During the lameness examination, the veterinarian will try to demonstrate a particular movement, called a cranial or anterior drawer sign. This abnormal forward movement of the tibia (lower leg bone) in front of the femur (thigh bone) indicates laxity in the knee joint. It may be necessary to administer a sedative to relax the dog enough that the veterinarian can perform this test. Other diagnostic tests such as radiographs (x-rays) may also be necessary.
Is other joint damage common?
Inside the knee joint are pieces of cartilage called menisci. The menisci act as shock absorbers between the femur and tibia. The menisci are often damaged when the cruciate ligaments rupture. They are usually repaired at the same time as the ligament surgery.
Is an operation always necessary?
Dogs weighing less than 10 kg (22 lbs.) may heal without surgery, provided they have severe exercise restriction such as strict cage rest for six weeks. Dogs over 10 kg (22 lbs.) usually require surgery to stabilize the knee. Unfortunately, most dogs will eventually require surgery to correct this painful injury.
What does surgery involve?
There are various surgical techniques performed to stabilize the knee joint following cruciate rupture. The surgeon inspects the joint, removing fragments of the ruptured ligament and repairing the menisci if needed, then fashions an artificial ligament to stabilize the joint and prevent abnormal motion. Most often the artificial ligament is placed outside the joint capsule of the knee joint (called an ‘extracapsular repair’). There is a newer surgical technique available called a tibial plateau leveling osteotomy (TPLO) that is especially beneficial for larger, more athletic dogs.
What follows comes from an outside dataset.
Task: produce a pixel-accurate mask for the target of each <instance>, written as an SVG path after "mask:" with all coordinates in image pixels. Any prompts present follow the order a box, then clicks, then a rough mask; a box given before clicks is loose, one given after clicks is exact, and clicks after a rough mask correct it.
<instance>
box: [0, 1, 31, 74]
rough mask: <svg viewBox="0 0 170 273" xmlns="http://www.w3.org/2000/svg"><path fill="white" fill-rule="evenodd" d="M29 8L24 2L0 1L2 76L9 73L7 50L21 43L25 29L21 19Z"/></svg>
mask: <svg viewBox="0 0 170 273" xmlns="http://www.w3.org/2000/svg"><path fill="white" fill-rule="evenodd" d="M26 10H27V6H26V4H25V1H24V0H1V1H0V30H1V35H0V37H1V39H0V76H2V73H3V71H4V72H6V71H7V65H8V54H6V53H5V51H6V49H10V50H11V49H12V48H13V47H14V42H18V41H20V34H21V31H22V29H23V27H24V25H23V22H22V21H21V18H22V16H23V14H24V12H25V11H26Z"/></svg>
Your veterinarian will discuss the best treatment option for your pet.
Is post-operative care difficult?
It is important that your dog have limited activity for six to eight weeks after surgery. The activity restriction may be less if a TPLO has been performed. Provided you are able to carry out your veterinarian’s instructions, good function should return to the limb within three months. Unfortunately, regardless of the technique used to stabilize the joint, arthritis is likely to develop in the joint as your dog ages. Arthritis develops more slowly and to a lesser degree if the dog undergoes surgery. Weight control and nutritional supplements such as glucosamine / chondroitin may help delay the onset of arthritis in your pet. Many dogs will receive physical therapy after the surgery to speed recovery and reduce complications. Your veterinarian will discuss your pet’s recommended post-operative care with you prior to surgery.
Is obesity such a problem?
Obesity or excess weight can predispose dogs to cruciate ligament rupture. If your dog is overweight, the post-surgical recovery time will be much longer. Obesity also greatly increases the risk of injury to the other knee, especially during the recuperation period. Weight loss is as important as surgery in ensuring rapid return to normal function, as well as being a preventive measure to help protect your dog against this debilitating injury.